I am not able to play sounds of any kind in my system. I am using zebronics ZX-865GVLM series motherboard with Windows XP SP3 installed on it. The thing is, I had lost the CD which were provided with the motherboard and now, couldn't remember or find out what was the exact sound driver to be used with this one. I used Driver Genius Professional to find out and it prompted me to install Vinyl AC'97 Codec Combo Driver (WDM) and I did that too. Before, I tried installing Realtek AC'97 Audio Driver in the system but whenever I tried to play anything there was the message saying,
"Windows Media Player cannot play the file because there is a problem with
your sound device. There might not be a sound device installed on your
computer, it might be in use by another program, or it might not be
functioning properly."
But, after installing Vinyl this message is not coming anymore but I am still not getting any sounds from the files I play. I mean, I play a mp3 file on my system, and the file plays without any error message, with only not producing any kind of sounds..
eerie..
Thanks in advance to anyone who'll tear their brains up to offer me a solution.
Gosh..I can't hear U2..Help!


----------



## Aastii

Go to start>control panel>sound.

Under the playback tab (i am going of vista here but it 99% the same. If things aren't the exact same name, use common sense, it still works the same) and make sure that the speakers are the default sound device. Also make sure they are turned up. 

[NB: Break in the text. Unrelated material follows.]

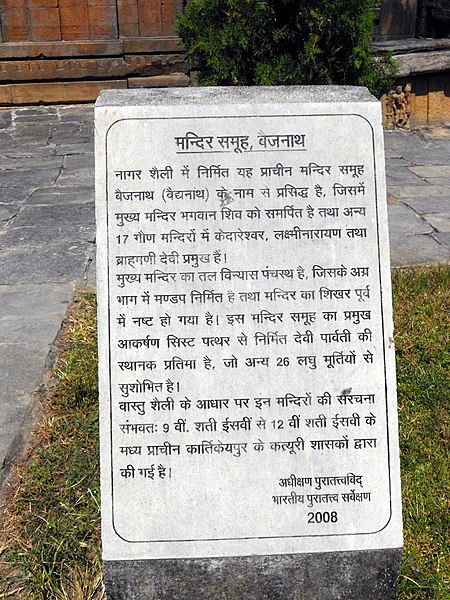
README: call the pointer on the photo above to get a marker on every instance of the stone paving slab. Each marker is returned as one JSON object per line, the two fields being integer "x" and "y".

If this doesn't work, right click on the speakers output on the sound (as i said above), click properties. Click the levels tab and put all to the highest. Run sound through now. It should work now i'd have thought and windows will regulate the levels to the top one on its own, so don't worry about the levels being too high.


----------



## chrisalv14

Similar thing happened to me!
try this:

*Control Panel > Sound/Audio > Uncheck Mute (Windows XP Users can see it straight away) > test sound and see if it works. *


----------



## r_dv_00996788

*Still nothing..*

nope..the problem is persisting..sorry for the late reply as I was a bit busy..and got time only to check the replies sometimes ago this day and then again were not able to post a reply..
I checked all the suggestions posted..there were not any default devices checked in the Control Panel> Sounds And Audio Devices> Audio tab..I selected "use only default devices" and now it's showing Vinyl AC'97 Audio (WAVE) as my default device under sound playback..but I am still not getting any sounds from the system..
More suggestions?
My friends are saying I am having a driver mismatch..but how can I know what is the proper sound driver for my system?..I have used Driver Genius Professional 8.0.316 as I said above and it showed or rather prompted me to download that Vinyl AC'97 driver..am totally confused..


----------



## r_dv_00996788

Anyway..thanks for your time and suggestions..both Aastii and chrisalv14.


----------



## marr02

Have you install the motherboard CD there you will see the sound software


----------



## r_dv_00996788

I had lost the motherboard CD and that's why this problem persists.


----------